Lastly, be conscious of the location of the finish so you don’t overstand if the visibility is low because of the rain and mist.
Morning of the day of the race.
Before you leave the house, check the Washington State Ferry weather on the Edmonds-Kingston run. http://i90.atmos.washington.edu/ferry/Ferryjs/mainframe1.htm
Check the pressure gradient from Bellingham south to Sand Point(NOAA Seattle) and south to Portland and southwest out to North Bend, Oregon. You can get this from the internet http://www.atmos.washington.edu/cgi-bin/latest.cgi?sfcplots-wwa or from VHF weather. A very basic rule of thumb is one millibar from Portland to Bellingham means 10knots, two millibars means 15-20-knots, and if the gradient from NB to Sand Point is 2 millibars or more the shift will be to the southwest.
You should also go to the National Weather Service-Seattle site http://www.wrh.noaa.gov/sew/, scroll down and click on the Langley Hill Doppler radar picture to see where the front is currently located.
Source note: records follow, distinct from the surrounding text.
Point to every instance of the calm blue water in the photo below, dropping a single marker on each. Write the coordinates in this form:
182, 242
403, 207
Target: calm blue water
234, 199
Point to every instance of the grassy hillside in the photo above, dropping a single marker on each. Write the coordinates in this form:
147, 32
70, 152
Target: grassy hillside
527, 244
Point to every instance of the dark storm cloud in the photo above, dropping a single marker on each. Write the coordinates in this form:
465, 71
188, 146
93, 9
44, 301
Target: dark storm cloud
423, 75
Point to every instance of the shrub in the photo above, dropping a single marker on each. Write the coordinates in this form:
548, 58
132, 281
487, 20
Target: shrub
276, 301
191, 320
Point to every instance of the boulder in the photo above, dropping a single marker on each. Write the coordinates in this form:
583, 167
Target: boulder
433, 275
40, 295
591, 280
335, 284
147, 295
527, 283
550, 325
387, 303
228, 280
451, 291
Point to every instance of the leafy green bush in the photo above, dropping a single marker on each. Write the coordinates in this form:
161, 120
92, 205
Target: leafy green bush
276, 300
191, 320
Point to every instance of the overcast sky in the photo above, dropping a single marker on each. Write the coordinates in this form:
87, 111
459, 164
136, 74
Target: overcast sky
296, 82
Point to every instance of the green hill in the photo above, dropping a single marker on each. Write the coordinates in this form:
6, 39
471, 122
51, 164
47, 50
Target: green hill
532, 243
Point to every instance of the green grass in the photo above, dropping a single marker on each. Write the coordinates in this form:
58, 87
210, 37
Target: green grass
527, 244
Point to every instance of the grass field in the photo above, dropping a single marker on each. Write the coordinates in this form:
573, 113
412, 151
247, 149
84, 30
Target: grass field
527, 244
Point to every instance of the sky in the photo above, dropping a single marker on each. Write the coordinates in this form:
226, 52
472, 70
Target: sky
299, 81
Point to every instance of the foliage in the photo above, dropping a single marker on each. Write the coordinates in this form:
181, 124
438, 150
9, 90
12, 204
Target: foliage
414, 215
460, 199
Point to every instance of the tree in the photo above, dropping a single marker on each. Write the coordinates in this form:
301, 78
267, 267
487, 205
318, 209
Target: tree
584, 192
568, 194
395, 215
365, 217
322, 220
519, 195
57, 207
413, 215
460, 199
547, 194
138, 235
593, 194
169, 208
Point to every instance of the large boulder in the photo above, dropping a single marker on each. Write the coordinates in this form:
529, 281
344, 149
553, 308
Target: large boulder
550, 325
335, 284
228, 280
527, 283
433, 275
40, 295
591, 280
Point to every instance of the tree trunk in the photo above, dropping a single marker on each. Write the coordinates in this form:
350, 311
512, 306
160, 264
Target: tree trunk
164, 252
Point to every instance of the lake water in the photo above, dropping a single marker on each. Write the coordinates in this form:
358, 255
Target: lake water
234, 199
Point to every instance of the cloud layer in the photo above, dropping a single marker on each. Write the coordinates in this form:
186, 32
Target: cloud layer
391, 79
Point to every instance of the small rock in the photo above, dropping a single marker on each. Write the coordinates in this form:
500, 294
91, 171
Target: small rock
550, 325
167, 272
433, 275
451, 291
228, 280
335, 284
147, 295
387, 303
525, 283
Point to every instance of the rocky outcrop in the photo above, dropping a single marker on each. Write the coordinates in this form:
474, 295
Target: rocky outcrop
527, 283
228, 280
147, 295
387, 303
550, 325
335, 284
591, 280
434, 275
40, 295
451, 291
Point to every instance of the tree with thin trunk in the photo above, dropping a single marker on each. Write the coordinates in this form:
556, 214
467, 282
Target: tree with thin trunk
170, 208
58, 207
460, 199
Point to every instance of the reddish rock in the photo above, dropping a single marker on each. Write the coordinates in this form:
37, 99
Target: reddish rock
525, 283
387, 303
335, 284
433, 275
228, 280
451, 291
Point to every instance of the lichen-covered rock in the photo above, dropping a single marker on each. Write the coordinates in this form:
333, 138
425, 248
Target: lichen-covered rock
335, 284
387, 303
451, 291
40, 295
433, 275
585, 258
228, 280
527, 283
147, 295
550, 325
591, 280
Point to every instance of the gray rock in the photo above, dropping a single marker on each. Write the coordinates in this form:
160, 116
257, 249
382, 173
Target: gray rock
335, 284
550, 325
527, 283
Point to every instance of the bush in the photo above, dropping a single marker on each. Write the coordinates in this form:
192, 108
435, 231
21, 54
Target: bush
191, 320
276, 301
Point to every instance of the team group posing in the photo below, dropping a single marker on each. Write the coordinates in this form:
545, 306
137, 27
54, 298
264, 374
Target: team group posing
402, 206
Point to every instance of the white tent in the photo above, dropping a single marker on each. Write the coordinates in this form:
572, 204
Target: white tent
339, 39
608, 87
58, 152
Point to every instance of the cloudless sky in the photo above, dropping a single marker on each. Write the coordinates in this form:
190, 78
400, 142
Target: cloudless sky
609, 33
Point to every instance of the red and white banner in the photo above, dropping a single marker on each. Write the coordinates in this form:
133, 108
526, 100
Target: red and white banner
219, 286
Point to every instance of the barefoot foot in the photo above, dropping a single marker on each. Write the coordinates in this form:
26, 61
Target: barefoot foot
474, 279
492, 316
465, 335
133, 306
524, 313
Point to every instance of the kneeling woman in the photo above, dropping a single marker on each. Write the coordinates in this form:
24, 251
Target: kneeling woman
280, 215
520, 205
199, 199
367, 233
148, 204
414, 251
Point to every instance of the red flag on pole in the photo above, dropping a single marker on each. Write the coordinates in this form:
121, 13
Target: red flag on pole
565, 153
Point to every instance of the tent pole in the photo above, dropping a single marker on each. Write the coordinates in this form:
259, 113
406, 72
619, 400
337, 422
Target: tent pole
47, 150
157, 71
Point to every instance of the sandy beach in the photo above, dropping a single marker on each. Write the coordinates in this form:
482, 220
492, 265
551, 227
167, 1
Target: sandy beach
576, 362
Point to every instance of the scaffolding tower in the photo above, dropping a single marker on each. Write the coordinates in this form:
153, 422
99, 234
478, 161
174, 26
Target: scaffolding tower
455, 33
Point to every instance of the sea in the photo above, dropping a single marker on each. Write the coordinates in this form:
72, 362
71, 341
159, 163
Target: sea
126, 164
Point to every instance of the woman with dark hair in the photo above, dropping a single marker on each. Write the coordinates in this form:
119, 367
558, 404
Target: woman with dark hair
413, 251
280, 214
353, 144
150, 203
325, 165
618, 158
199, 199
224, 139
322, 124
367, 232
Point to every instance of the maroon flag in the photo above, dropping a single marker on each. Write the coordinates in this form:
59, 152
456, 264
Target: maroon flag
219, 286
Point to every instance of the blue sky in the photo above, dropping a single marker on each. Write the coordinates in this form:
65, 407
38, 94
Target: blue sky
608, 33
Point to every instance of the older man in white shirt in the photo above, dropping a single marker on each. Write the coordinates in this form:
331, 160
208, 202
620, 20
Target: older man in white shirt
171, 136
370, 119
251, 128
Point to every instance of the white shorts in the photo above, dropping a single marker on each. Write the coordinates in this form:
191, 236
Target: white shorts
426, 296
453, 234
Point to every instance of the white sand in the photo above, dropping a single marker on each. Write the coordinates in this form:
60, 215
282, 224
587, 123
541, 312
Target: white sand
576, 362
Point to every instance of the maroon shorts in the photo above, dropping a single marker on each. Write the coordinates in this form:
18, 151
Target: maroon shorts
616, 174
You can then go to the left column and click on the Loop under long range images to see how fast the front is moving.
Needless to say, if you’re racing you’re going to want this information anyway and from the moment you get to the boat you’ll probably want to write it down so can track the changes over the course of the day.
Good luck, be safe, and have a great race.
And don’t forget to move your clocks forward one hour on Saturday night. That is such a great feeling because it means evening racing can’t be far away!